In September 2019, Southern Green Shieldbug Nezara viridula was recorded Greater Manchester by Stephen Suttill but according to NBN Atlas, there are two earlier records for our region (2014 in Lancashire and 2016 in Cheshire) (see blog). However, there is currently a query on the verification status of the earlier records.
The major change in ‘het bug’ recording over the last ten years is thanks to specialists in other groups, particularly Diptera and Coleoptera, who have also been recording true bugs. Their by-catch is the source of the majority of the new bug records. Phil Brighton and Clive Washington have been particularly impressive in this respect and have added a significant number of new vice county records.

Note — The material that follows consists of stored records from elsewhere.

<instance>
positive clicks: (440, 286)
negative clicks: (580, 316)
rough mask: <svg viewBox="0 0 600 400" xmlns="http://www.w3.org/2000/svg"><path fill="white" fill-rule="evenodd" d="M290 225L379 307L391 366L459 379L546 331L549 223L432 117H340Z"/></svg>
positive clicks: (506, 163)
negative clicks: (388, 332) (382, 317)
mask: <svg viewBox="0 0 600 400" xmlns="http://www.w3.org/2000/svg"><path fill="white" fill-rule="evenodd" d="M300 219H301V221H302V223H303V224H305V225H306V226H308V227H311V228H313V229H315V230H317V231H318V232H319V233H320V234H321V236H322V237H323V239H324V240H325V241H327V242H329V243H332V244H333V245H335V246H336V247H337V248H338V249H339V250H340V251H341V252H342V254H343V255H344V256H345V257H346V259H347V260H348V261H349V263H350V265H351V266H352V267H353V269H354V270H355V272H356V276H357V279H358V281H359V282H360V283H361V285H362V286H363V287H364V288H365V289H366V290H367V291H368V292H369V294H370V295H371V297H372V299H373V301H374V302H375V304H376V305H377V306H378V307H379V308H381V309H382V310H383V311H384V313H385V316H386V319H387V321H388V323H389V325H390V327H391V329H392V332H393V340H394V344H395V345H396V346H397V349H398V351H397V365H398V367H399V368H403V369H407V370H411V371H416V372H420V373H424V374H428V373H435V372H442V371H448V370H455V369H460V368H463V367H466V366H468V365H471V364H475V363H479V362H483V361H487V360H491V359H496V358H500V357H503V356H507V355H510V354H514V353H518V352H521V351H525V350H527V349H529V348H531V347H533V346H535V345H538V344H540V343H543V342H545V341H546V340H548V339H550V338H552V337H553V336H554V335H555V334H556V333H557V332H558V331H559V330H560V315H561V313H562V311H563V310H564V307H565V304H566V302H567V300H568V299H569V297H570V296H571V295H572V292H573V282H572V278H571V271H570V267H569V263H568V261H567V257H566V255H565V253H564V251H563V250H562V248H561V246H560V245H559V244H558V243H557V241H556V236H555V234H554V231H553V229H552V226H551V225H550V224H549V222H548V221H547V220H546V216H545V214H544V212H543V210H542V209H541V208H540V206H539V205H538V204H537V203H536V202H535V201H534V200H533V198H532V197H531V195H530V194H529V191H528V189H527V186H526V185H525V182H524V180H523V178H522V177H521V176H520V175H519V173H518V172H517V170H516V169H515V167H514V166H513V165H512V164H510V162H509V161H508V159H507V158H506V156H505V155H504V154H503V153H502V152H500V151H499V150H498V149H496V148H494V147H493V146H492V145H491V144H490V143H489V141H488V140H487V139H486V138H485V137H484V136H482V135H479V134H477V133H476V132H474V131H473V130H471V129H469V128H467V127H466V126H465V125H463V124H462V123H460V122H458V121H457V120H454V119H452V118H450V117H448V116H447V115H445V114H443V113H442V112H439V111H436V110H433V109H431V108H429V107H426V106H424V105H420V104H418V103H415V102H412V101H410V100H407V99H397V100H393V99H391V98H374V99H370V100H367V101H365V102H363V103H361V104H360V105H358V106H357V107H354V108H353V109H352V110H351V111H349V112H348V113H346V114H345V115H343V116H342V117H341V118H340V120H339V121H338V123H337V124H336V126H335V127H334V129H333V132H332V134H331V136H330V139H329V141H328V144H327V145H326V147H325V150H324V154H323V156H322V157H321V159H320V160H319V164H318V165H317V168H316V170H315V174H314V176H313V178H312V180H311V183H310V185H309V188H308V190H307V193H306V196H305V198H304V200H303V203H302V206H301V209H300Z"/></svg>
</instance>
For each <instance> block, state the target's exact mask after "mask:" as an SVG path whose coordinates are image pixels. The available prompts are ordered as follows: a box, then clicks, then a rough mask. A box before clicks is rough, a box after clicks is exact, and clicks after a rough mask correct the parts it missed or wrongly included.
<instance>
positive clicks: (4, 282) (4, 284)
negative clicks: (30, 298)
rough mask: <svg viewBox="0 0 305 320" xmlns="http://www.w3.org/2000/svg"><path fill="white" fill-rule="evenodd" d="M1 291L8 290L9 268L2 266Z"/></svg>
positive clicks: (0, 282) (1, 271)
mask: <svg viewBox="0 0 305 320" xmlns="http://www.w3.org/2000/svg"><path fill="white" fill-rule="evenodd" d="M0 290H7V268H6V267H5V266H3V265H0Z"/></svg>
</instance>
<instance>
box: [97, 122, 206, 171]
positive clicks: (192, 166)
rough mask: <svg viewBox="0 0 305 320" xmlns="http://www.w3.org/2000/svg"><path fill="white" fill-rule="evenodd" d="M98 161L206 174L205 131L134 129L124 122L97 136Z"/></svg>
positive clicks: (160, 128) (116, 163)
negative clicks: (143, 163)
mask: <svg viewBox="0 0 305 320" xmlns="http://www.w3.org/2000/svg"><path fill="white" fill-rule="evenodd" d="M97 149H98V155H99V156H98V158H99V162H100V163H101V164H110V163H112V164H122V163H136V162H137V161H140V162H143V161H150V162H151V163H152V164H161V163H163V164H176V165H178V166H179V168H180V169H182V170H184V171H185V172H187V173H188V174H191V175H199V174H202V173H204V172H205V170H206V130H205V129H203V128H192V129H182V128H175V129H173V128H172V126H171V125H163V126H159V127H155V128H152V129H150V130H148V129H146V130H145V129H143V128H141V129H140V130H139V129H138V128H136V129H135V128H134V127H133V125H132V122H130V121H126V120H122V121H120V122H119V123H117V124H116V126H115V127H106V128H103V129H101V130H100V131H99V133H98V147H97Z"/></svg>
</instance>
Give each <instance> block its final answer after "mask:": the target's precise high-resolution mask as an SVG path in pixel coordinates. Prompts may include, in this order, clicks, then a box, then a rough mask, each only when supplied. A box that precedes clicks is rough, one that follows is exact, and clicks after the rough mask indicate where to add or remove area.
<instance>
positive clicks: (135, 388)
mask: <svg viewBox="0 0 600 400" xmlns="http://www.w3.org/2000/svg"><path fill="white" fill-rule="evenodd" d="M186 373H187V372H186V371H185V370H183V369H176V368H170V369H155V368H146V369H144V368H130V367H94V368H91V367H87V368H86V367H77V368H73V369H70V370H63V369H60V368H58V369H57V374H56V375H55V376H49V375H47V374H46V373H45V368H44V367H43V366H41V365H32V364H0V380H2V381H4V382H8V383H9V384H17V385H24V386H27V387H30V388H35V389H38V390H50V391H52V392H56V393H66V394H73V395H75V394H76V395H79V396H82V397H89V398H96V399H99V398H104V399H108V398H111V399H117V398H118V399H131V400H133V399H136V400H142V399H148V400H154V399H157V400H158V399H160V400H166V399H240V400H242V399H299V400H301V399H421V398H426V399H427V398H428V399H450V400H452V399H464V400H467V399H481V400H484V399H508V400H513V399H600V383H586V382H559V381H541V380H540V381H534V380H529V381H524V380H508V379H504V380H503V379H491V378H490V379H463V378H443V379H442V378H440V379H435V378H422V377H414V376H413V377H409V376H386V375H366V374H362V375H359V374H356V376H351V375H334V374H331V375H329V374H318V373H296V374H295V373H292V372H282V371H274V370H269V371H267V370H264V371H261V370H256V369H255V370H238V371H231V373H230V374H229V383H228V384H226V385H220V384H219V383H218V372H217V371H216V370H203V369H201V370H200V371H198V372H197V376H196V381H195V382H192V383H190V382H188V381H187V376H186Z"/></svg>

So, what I thought would be a relatively simple task has turned out to be much more complicated. I fully intend to produce a new checklist in early 2020, once I have received more records for West Lancashire, and this will be available on the North West Invertebrates website. I also hope to publish a summary of all of the new records in a national entomological journal.
I’m currently checking all of the new records that I have received and I’m collating additional information that is being provided by the recorders. They include new additions to our national list, such the Andromeda Lacebug Stephanitis takeyai and the seedbug Nysius huttoni. Other new records are for common species nationally, such as Blepharidopterus angulatus, which has recently been recorded in VC60. Quite frankly, I was astonished to find out that there have been no earlier records.
Perhaps, the most impressive new record was for the nationally scarce seedbug Eremocoris plebejus which Clive Washington found new to Lancashire on the Sefton Coast. As can be seen from the map below, this species is only known from the North of Scotland and a small number of other sites in the UK.
So, a very big thank you to all of you that are now recording bugs – your records really are making a difference in helping us to understand their regional and national context.